His idea was that Kansas Democrats are a little different from, say, Democrats in California or Massachusetts, where liberal this and liberal that is part of the lexicon. Meeker understood that anything far left doesn’t sell in one of the nation’s most conservative states. So he went about promulgating a new image.
“We’re looking to re-message how we speak about our party and our issues,” he told The Wichita Eagle. “At the end of (an) election cycle … we are Nancy Pelosi, Harry Reid, Obamacare, Obama, anything bad they can figure out going on in Washington, and the Republicans brand us. That’s not who we are.”

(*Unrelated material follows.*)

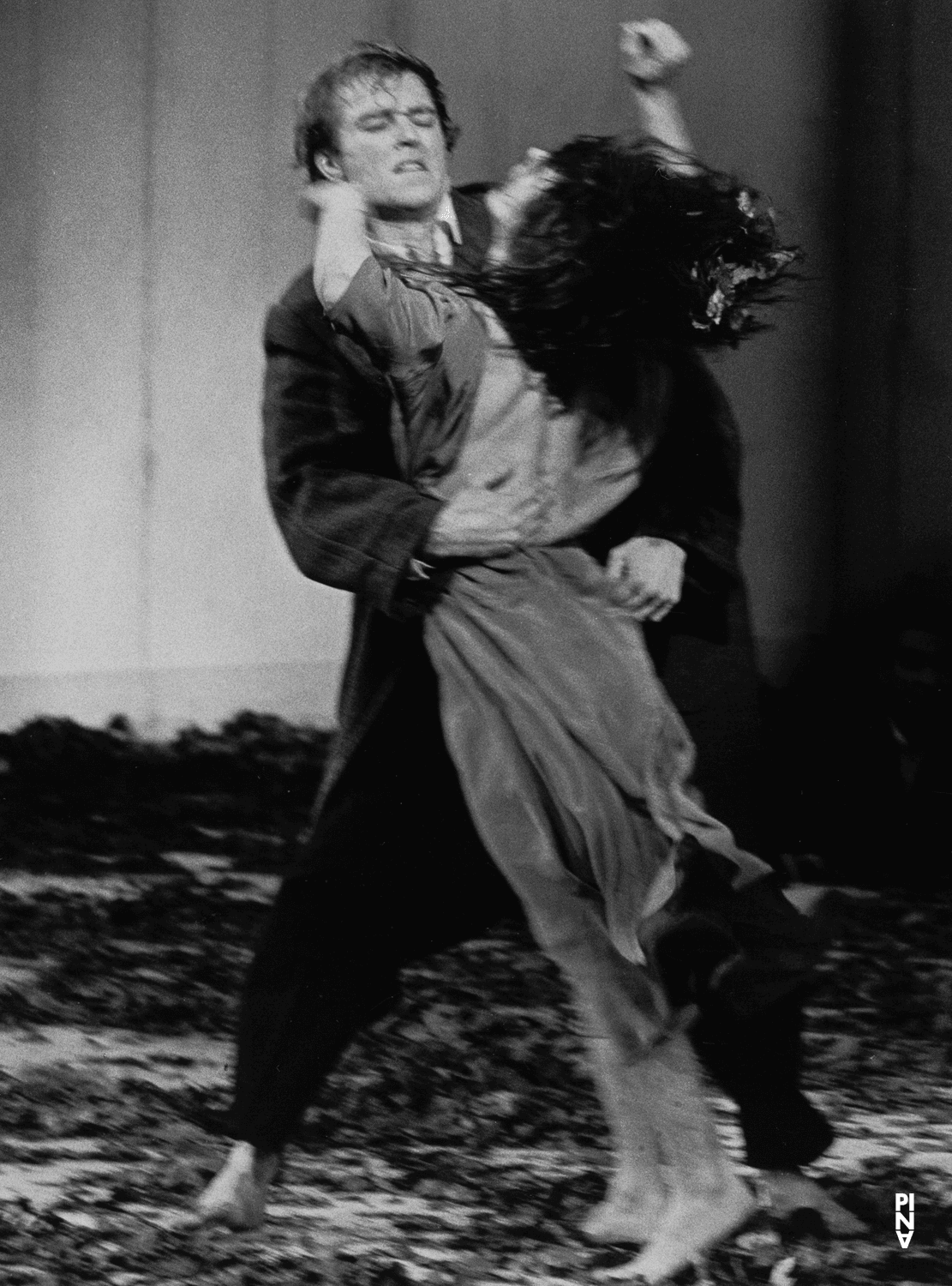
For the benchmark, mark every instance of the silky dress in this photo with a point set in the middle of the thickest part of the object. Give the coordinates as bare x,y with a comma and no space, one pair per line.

Paul Davis, the party’s competitive 2014 gubernatorial candidate who ran as a red state Democrat, as did Kathleen Sebelius before him, was in sync with that thinking. He told Politico recently that the national Democratic Party’s image made things tricky for heartland Democrats.
Well, Meeker made his pitch, and longtime party stalwarts went nuts. Losing streak or not, they interpreted Meeker’s remarks as a willingness to go soft on gay rights and Medicaid expansion and other bedrock Democratic values.
They overlooked Meeker’s real message, which was an attempt to be more inclusive and grow the party, not scare people away. That’s what good party chairs do.
Part of the issue, insiders said, was Meeker’s inability to effectively sell his plan. In the grand tradition of politicians everywhere, he talked more than he listened, and that annoyed people.
Maybe so. But even Republicans admit that Meeker was on to something. Kinch should remember that.